Disability cover considerations

Disability cover can be in the form of a lump sum or income protection. Income protection is basically insurance on your earnings, that starts to pay out when you are unable to work for a period or permanently. It only kicks in after an agreed period has passed and you meet the insurers requirements, which is usually 3 months. To work out what you need, I would suggest sitting with a financial advisor and your budget.

You may be able to reduce the cover to save premium if you are over insured. A factor to consider is that you can’t be insured for more than you earn. And that cover is across all your portfolio including the company provident/pension fund that a lot of people forget about. While your situation might be tight and you may need to cut back, if an unforeseen incident puts you off your feet for a long period of time, the situation would get worse.

Investment considerations

On the investment side, cutting back here is maybe less risky to the short term but will have an impact on the long term. The one event of financial planning which has the biggest probability of happening is retirement. Death and disability are events that can occur but are statistically less likely. If you do decide to cut back on your contributions to an RA (Retirement Annuity), look at the penalties that may occur and be aware of them.

RAs have penalties if you reduce the premiums, while unit trust don’t.

Your advisor should be able to advise you which one you have.

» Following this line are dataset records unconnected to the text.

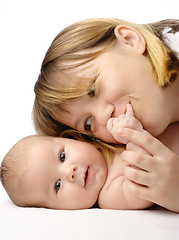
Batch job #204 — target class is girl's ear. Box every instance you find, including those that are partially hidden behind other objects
[114,25,146,55]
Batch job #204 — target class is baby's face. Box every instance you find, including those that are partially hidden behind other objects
[20,137,107,209]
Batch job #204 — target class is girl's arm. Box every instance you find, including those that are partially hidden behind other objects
[118,125,179,212]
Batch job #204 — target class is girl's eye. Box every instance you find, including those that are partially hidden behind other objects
[88,80,96,97]
[55,179,61,192]
[60,151,66,163]
[84,118,91,132]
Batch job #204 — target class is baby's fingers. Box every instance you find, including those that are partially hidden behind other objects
[118,128,166,155]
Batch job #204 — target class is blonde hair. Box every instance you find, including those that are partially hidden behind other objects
[33,19,179,136]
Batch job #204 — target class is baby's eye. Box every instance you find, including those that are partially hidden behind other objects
[84,118,91,132]
[60,151,66,163]
[88,80,96,97]
[55,179,61,192]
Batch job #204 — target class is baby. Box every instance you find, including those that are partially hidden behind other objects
[1,104,153,209]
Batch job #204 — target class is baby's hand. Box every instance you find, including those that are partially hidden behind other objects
[107,104,143,144]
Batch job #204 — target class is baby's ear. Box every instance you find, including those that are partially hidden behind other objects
[114,25,146,55]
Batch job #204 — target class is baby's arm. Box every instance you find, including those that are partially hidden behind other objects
[107,104,147,153]
[98,171,153,210]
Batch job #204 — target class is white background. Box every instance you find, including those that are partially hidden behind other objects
[0,0,179,203]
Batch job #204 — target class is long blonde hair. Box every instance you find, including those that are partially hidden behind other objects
[33,18,179,136]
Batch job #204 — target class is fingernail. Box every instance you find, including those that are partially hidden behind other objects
[118,128,126,136]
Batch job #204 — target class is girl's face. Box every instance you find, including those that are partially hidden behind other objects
[56,39,168,142]
[20,137,107,209]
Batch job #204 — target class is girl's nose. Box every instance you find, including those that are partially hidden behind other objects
[93,101,114,126]
[66,165,77,182]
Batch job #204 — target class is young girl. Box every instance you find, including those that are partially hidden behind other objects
[34,19,179,212]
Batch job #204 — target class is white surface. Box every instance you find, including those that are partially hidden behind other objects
[0,201,179,240]
[0,0,179,240]
[0,0,179,202]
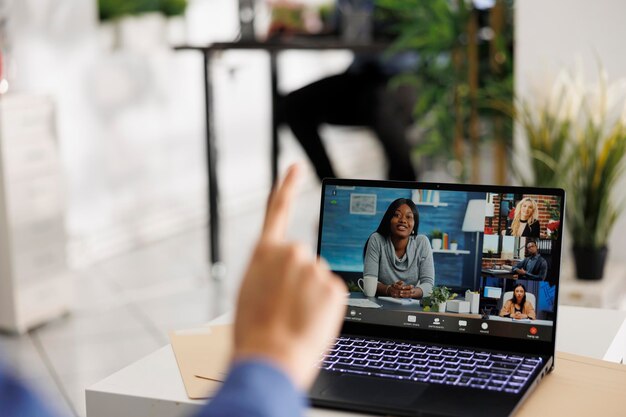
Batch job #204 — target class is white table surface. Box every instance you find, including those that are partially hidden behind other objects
[86,306,626,417]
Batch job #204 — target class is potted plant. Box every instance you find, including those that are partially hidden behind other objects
[431,229,443,250]
[515,66,626,279]
[430,285,456,313]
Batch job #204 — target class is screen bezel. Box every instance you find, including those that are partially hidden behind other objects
[317,178,565,356]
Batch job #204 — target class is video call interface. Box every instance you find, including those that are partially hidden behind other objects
[319,185,562,341]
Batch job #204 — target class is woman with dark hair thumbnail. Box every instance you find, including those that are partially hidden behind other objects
[363,198,435,298]
[500,284,537,320]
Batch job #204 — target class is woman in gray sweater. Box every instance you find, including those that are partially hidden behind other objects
[363,198,435,298]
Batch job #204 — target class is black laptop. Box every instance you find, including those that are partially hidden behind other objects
[309,179,565,416]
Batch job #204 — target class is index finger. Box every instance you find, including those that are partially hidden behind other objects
[261,164,300,241]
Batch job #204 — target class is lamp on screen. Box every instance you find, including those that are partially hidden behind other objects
[461,200,487,289]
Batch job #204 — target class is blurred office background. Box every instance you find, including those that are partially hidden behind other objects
[0,0,626,416]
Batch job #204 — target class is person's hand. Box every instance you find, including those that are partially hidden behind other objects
[234,166,347,390]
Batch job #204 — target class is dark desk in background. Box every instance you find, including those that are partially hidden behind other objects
[174,37,389,272]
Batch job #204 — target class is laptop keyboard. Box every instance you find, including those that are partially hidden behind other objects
[320,336,542,394]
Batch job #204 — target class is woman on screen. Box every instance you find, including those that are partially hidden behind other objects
[506,197,541,237]
[500,284,537,320]
[363,198,435,298]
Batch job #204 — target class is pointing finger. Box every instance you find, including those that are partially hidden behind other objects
[261,164,300,241]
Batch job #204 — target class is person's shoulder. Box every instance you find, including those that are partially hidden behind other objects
[415,235,430,249]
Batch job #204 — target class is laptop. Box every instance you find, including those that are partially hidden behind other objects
[309,179,565,416]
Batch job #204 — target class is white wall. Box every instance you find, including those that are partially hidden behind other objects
[515,0,626,261]
[0,0,367,266]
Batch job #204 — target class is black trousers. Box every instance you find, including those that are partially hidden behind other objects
[283,68,416,181]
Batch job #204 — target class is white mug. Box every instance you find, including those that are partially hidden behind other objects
[357,275,378,297]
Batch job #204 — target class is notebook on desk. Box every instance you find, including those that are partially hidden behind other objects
[309,179,565,416]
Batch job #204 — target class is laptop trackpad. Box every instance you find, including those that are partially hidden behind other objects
[321,375,428,407]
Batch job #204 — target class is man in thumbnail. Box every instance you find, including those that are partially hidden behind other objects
[512,240,548,281]
[363,198,435,298]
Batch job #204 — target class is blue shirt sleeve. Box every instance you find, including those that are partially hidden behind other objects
[196,360,307,417]
[0,364,56,417]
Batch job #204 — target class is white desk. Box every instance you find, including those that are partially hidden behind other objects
[86,306,626,417]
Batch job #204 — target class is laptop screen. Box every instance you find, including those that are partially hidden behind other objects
[318,180,564,341]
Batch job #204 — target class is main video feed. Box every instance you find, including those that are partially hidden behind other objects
[320,185,561,340]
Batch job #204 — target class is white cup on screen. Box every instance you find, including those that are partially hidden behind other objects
[357,275,378,297]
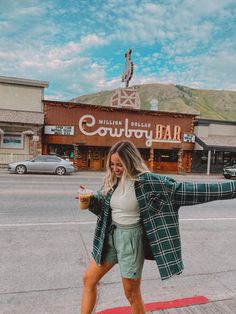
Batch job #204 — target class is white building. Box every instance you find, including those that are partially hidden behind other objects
[0,76,49,165]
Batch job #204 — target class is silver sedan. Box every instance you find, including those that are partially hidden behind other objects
[8,155,75,176]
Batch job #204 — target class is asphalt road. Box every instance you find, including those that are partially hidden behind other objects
[0,170,236,314]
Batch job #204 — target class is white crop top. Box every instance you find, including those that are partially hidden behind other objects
[110,179,140,225]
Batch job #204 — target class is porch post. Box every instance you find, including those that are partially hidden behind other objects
[149,148,154,171]
[207,150,211,176]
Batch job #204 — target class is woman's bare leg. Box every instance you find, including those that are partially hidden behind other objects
[81,259,114,314]
[122,278,145,314]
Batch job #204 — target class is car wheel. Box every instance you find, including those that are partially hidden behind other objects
[56,167,66,176]
[16,165,26,174]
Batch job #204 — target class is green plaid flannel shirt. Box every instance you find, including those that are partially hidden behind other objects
[89,173,236,280]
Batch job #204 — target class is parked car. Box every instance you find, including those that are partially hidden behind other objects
[223,164,236,179]
[8,155,75,176]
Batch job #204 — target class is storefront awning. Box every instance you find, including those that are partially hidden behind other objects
[196,135,236,152]
[0,109,44,125]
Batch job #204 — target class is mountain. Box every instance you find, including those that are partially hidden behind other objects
[71,84,236,121]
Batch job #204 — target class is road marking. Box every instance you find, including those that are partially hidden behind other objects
[0,221,96,227]
[0,217,236,227]
[96,296,209,314]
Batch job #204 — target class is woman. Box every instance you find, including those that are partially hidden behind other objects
[81,141,236,314]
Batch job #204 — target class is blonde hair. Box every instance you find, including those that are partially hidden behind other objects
[102,141,150,194]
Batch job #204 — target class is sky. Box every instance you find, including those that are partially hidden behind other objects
[0,0,236,101]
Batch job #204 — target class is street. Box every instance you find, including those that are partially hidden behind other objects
[0,170,236,314]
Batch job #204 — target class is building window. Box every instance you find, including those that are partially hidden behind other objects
[159,150,178,162]
[1,133,23,148]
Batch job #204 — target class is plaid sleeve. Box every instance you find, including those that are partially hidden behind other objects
[166,180,236,206]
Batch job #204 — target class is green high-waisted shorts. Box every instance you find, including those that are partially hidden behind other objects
[103,223,144,279]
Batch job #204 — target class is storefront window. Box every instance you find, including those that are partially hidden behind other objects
[159,150,178,162]
[1,133,23,148]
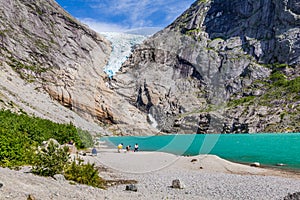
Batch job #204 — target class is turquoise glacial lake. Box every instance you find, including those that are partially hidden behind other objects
[100,133,300,170]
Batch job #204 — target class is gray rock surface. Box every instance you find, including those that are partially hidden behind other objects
[0,0,155,134]
[113,0,300,133]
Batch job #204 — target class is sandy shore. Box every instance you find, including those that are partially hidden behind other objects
[81,150,300,199]
[0,149,300,200]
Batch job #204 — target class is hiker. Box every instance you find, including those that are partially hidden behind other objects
[92,147,97,156]
[126,145,131,151]
[118,143,123,153]
[134,143,139,152]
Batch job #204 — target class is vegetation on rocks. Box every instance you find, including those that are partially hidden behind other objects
[0,110,92,167]
[0,110,105,188]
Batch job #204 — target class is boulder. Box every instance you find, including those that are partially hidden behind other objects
[250,162,260,167]
[284,192,300,200]
[125,184,137,192]
[172,179,185,189]
[53,174,66,182]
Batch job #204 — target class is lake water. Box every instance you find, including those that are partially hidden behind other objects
[101,133,300,169]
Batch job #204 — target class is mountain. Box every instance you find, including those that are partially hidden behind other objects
[0,0,157,134]
[113,0,300,133]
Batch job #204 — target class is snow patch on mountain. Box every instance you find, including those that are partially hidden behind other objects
[101,32,147,76]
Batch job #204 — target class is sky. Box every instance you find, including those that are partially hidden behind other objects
[56,0,195,32]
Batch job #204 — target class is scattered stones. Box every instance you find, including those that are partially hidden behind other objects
[27,194,36,200]
[276,163,286,166]
[53,174,66,181]
[125,184,137,192]
[250,162,260,167]
[172,179,185,189]
[284,192,300,200]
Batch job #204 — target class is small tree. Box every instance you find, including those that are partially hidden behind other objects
[32,141,70,176]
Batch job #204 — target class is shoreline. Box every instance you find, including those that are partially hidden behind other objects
[0,148,300,200]
[82,148,300,179]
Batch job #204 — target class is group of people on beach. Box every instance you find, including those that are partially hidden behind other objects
[118,143,139,153]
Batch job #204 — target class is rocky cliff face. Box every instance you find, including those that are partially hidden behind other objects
[113,0,300,133]
[0,0,157,134]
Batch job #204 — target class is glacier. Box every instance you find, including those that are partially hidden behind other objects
[100,32,147,77]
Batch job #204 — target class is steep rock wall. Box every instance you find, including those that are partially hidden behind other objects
[114,0,300,133]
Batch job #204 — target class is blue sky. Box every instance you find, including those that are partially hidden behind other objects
[56,0,195,32]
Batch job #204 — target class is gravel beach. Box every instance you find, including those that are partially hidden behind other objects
[0,149,300,200]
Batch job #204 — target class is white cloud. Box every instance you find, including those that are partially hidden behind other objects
[90,0,193,28]
[79,18,129,32]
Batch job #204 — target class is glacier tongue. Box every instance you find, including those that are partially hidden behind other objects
[101,32,147,76]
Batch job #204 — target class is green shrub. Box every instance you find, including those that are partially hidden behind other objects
[32,141,70,176]
[0,110,88,167]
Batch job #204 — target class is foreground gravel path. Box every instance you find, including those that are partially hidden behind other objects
[0,151,300,200]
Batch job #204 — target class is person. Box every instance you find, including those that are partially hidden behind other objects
[68,140,74,145]
[126,145,131,151]
[134,143,139,152]
[118,143,123,153]
[92,147,97,156]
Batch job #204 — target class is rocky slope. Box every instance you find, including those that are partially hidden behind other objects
[0,0,158,134]
[113,0,300,133]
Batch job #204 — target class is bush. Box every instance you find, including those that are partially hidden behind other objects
[32,141,69,176]
[0,110,92,168]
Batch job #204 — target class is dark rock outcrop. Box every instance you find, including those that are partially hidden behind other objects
[0,0,154,135]
[113,0,300,133]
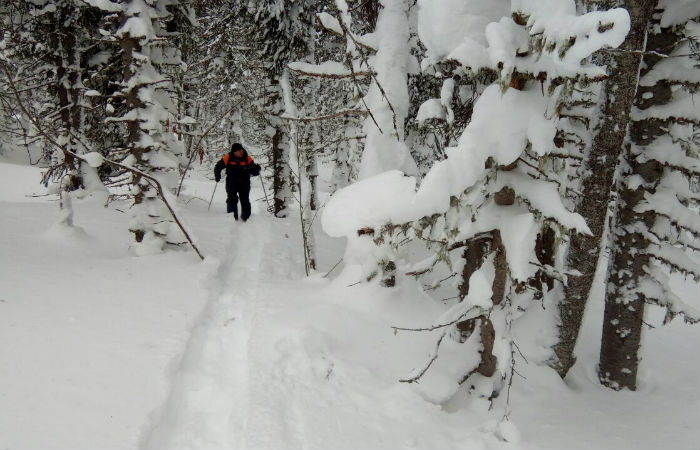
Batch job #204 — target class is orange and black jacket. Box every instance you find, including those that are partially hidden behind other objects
[214,150,260,186]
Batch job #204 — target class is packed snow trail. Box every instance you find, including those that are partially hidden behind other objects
[141,211,698,450]
[141,216,495,449]
[142,218,268,448]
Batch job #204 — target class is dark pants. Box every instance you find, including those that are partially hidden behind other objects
[226,184,250,220]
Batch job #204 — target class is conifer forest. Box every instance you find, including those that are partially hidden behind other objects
[0,0,700,450]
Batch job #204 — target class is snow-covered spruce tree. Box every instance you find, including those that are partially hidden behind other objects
[240,0,316,217]
[0,0,110,229]
[113,0,183,254]
[599,4,700,390]
[550,0,656,378]
[323,1,629,402]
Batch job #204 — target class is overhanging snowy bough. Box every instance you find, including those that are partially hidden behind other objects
[323,1,629,403]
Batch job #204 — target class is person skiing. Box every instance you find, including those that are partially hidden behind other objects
[214,142,260,222]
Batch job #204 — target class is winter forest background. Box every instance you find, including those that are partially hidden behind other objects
[0,0,700,449]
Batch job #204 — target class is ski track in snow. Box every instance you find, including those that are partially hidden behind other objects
[141,219,269,448]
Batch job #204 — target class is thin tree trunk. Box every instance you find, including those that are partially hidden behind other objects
[550,0,656,378]
[598,22,677,390]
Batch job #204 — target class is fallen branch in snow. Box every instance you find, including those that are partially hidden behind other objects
[287,63,374,80]
[0,60,204,260]
[399,332,447,383]
[323,258,343,278]
[280,109,370,123]
[391,306,476,334]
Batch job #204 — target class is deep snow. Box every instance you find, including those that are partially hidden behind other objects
[0,163,700,449]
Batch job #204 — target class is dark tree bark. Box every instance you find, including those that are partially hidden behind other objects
[550,0,656,378]
[598,22,677,390]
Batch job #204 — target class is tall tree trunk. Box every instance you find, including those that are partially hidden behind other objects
[267,76,291,217]
[49,0,81,185]
[550,0,656,378]
[598,22,677,390]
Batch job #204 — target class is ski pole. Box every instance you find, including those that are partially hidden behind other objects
[260,176,272,212]
[207,182,219,211]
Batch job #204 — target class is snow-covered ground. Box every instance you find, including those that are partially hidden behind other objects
[0,163,700,449]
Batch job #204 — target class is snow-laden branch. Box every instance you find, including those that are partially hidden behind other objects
[0,60,204,260]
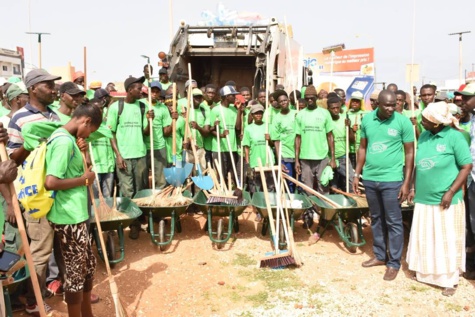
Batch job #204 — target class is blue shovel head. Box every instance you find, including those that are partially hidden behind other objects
[191,164,214,190]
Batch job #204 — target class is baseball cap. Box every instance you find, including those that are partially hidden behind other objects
[59,81,86,96]
[94,88,110,99]
[89,80,102,89]
[454,83,475,96]
[192,88,203,96]
[25,69,61,88]
[219,86,239,96]
[185,79,198,89]
[272,90,289,100]
[124,76,145,91]
[350,90,364,100]
[6,82,28,101]
[150,80,163,91]
[251,103,264,113]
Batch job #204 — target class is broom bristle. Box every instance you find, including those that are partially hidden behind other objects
[259,251,295,269]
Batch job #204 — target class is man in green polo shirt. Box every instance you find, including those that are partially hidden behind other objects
[210,86,239,186]
[270,90,297,193]
[327,97,355,193]
[144,80,172,189]
[184,88,210,171]
[107,77,154,239]
[295,85,336,194]
[347,91,367,168]
[353,90,414,281]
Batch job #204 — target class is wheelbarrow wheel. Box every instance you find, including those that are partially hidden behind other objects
[345,222,359,253]
[158,219,167,251]
[216,218,224,249]
[106,231,115,269]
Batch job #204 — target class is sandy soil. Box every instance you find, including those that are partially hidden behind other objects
[11,209,475,317]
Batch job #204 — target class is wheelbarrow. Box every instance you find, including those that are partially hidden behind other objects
[308,195,369,253]
[193,191,251,249]
[134,189,193,251]
[251,192,312,249]
[90,197,142,267]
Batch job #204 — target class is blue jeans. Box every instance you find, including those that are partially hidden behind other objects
[363,180,404,269]
[465,181,475,272]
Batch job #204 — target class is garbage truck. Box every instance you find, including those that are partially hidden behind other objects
[161,18,307,97]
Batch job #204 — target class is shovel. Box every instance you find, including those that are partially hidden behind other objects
[163,83,193,187]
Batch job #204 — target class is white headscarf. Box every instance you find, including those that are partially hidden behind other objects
[422,101,459,129]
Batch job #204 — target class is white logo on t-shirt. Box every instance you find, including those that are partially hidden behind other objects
[388,128,398,136]
[417,156,435,170]
[369,142,388,154]
[435,144,446,152]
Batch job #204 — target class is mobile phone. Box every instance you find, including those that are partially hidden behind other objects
[0,250,21,272]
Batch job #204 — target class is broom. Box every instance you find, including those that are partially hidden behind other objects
[82,152,128,317]
[89,142,112,220]
[257,158,295,268]
[332,187,368,207]
[0,142,47,317]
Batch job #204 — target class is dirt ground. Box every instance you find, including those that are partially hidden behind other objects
[11,208,475,317]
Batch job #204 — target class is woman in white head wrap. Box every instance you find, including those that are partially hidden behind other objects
[406,101,472,296]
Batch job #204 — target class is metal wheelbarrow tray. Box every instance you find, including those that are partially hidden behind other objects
[90,197,142,267]
[251,192,312,248]
[308,195,369,253]
[193,190,251,249]
[134,189,193,251]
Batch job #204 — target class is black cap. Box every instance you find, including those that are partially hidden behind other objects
[59,81,86,96]
[94,88,110,99]
[124,76,145,91]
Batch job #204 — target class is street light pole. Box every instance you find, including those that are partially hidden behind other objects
[25,32,51,69]
[449,31,471,85]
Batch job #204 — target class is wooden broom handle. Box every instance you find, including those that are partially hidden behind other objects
[0,142,46,317]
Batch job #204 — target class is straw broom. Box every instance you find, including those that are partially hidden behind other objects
[257,158,289,268]
[82,153,128,317]
[89,142,112,219]
[0,143,47,317]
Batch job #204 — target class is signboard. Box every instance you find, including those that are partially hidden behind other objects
[304,47,374,76]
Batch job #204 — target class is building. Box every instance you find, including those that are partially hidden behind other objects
[0,48,23,79]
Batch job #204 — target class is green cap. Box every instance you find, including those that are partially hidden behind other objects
[6,81,28,101]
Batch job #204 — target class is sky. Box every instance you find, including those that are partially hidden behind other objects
[0,0,475,89]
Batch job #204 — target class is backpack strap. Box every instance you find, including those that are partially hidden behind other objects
[117,98,145,126]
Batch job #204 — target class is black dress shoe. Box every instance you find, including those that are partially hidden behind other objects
[361,257,386,267]
[383,266,399,281]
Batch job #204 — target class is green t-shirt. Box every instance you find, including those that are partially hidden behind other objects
[414,127,472,205]
[328,113,346,158]
[200,101,214,151]
[144,102,172,150]
[242,123,274,168]
[107,100,147,159]
[262,106,280,131]
[271,110,297,159]
[46,128,89,225]
[189,105,210,148]
[210,104,237,152]
[160,81,172,91]
[361,109,414,182]
[295,107,334,160]
[347,110,368,153]
[91,122,115,174]
[165,116,185,163]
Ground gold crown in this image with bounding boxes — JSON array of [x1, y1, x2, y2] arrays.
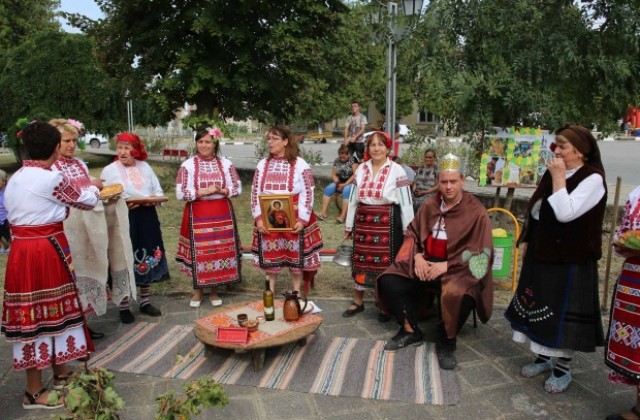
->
[[438, 153, 460, 172]]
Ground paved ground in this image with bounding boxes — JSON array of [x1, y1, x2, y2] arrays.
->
[[0, 147, 635, 420], [0, 292, 634, 420]]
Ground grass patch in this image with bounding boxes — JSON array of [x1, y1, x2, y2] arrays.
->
[[0, 153, 623, 308]]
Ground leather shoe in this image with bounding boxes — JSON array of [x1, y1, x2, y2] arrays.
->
[[384, 329, 424, 351], [140, 303, 162, 316], [436, 343, 458, 370], [378, 312, 391, 322], [89, 328, 104, 340], [342, 302, 364, 318], [120, 309, 135, 324]]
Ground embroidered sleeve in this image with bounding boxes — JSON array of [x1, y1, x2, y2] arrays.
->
[[251, 160, 264, 221], [53, 173, 100, 210], [298, 166, 316, 224], [176, 166, 196, 201], [224, 162, 242, 197]]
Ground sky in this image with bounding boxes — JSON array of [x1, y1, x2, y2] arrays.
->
[[58, 0, 102, 32]]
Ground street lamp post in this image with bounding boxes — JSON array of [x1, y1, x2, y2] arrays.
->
[[385, 0, 423, 156]]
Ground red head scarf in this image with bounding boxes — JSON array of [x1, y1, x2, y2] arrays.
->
[[364, 131, 393, 161], [116, 131, 149, 160]]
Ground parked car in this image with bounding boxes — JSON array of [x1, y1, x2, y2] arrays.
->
[[81, 133, 109, 149]]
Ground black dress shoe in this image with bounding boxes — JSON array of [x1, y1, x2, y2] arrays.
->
[[89, 328, 104, 340], [384, 329, 424, 351], [436, 343, 458, 370], [342, 302, 364, 318], [378, 312, 391, 322], [120, 309, 135, 324], [140, 303, 162, 316]]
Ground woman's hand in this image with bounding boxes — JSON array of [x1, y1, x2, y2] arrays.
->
[[413, 254, 429, 281], [291, 222, 304, 233], [256, 219, 269, 235], [613, 244, 640, 258], [547, 158, 567, 179], [91, 179, 104, 190]]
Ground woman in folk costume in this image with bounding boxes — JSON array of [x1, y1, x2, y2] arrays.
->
[[604, 187, 640, 420], [505, 126, 607, 394], [49, 118, 135, 339], [100, 132, 169, 324], [176, 127, 242, 308], [251, 125, 322, 292], [2, 121, 99, 409], [342, 131, 413, 322]]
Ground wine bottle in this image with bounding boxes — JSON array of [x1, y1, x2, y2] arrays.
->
[[262, 280, 276, 321]]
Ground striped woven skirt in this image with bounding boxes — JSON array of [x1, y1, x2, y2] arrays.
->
[[176, 198, 242, 289], [351, 204, 404, 287], [604, 256, 640, 385], [2, 223, 91, 370], [251, 195, 323, 273]]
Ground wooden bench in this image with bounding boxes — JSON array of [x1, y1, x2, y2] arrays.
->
[[162, 147, 189, 160]]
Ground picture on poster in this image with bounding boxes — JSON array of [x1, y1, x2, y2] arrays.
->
[[478, 128, 555, 188]]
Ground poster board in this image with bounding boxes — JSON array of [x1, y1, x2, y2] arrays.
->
[[478, 127, 555, 188], [258, 194, 296, 232]]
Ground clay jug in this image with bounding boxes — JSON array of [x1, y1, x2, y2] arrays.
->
[[282, 290, 307, 321]]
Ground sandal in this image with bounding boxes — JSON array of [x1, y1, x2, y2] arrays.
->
[[342, 302, 364, 318], [52, 370, 73, 391], [520, 360, 553, 378], [605, 405, 640, 420], [22, 388, 64, 410], [544, 371, 571, 394]]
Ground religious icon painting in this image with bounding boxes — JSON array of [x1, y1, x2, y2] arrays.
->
[[258, 194, 296, 232]]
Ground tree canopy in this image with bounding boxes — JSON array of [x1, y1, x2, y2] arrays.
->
[[413, 0, 640, 132], [0, 0, 60, 54], [0, 32, 126, 133], [80, 0, 382, 121]]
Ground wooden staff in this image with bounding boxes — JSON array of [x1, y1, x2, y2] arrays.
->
[[600, 177, 622, 312]]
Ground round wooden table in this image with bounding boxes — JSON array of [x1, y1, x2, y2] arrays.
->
[[193, 302, 322, 372]]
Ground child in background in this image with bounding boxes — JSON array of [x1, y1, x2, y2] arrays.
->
[[0, 169, 11, 254]]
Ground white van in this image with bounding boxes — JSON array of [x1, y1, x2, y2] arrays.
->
[[81, 133, 109, 149]]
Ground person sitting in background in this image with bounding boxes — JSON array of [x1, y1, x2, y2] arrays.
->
[[378, 154, 493, 370], [0, 169, 11, 254], [318, 144, 358, 223], [413, 149, 438, 213]]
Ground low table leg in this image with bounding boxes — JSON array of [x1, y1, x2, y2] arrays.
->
[[251, 349, 265, 372], [204, 344, 214, 357]]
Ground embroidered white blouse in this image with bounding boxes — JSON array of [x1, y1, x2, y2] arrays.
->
[[345, 158, 413, 231], [176, 155, 242, 201], [531, 168, 606, 223], [100, 160, 164, 199], [251, 157, 316, 224], [5, 160, 99, 226]]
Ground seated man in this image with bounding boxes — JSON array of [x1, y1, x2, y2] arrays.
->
[[378, 154, 493, 370]]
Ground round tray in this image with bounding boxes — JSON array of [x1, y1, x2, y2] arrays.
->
[[100, 184, 123, 200], [125, 196, 169, 204]]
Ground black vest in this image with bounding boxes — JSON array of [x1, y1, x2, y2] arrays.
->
[[532, 165, 607, 264]]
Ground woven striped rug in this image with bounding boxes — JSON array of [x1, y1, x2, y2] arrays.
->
[[90, 323, 458, 405]]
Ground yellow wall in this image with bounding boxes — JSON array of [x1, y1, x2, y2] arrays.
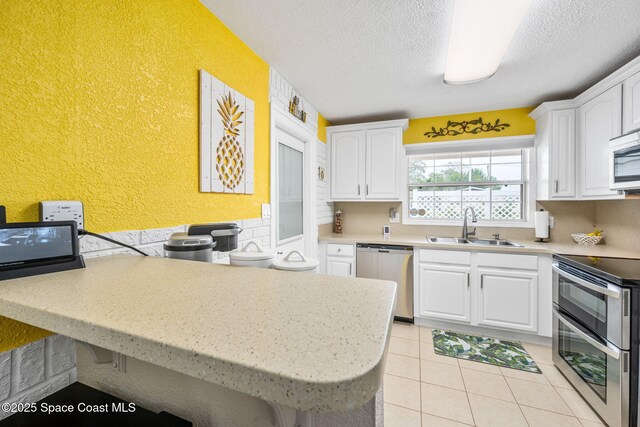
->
[[0, 0, 269, 351], [403, 108, 536, 144], [318, 113, 331, 143]]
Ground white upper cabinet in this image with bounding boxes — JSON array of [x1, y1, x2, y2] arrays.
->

Something else to consider is that you cannot access the funds from an RA until the age of 55. When you reach 55, you will be able to access 1/3 of your RA tax free, up to an amount of R500K, but any larger amount would be taxed. Similarly Preservation pension / provident funds can be accessed once before the age of 55, but will also be taxed according to the SARS Withdrawal tax table, beyond an amount R25K.

Clients invested in Living annuities (Retirees) will only be able to access the capital via an income, which can can be changed annually to be between 2.5% and 17.5% per annum.

The advantages of Unit Trusts

Unit trusts are the best investments in terms of savings vehicles as you can access them at any stage and make great savings vehicles for hard times. There is no penalty and you can or withdraw at any stage. You can also stop payment or reduce these payments till you get back on your feet.

In the current climate, just bear in mind that withdrawing from your investments when the markets are down, you will be locking in the loss if any.

Trying to plan your finances in hard times needs to be done properly and all factors must be taken into account. Everyone’s circumstances may differ and it’s for that reason that before you make those cuts, I would suggest having a chat to your financial planner. If you don’t have one, a bank or any of the normal financial institutions can provide one. Most financial planners don’t charge for their time, but when making an appointment confirm this. No General sends his troops to War without getting a lay of the land, and so I would suggest the same before making decisions that will have an effect on you and your loved ones, get a lay of your “land” that being your portfolio.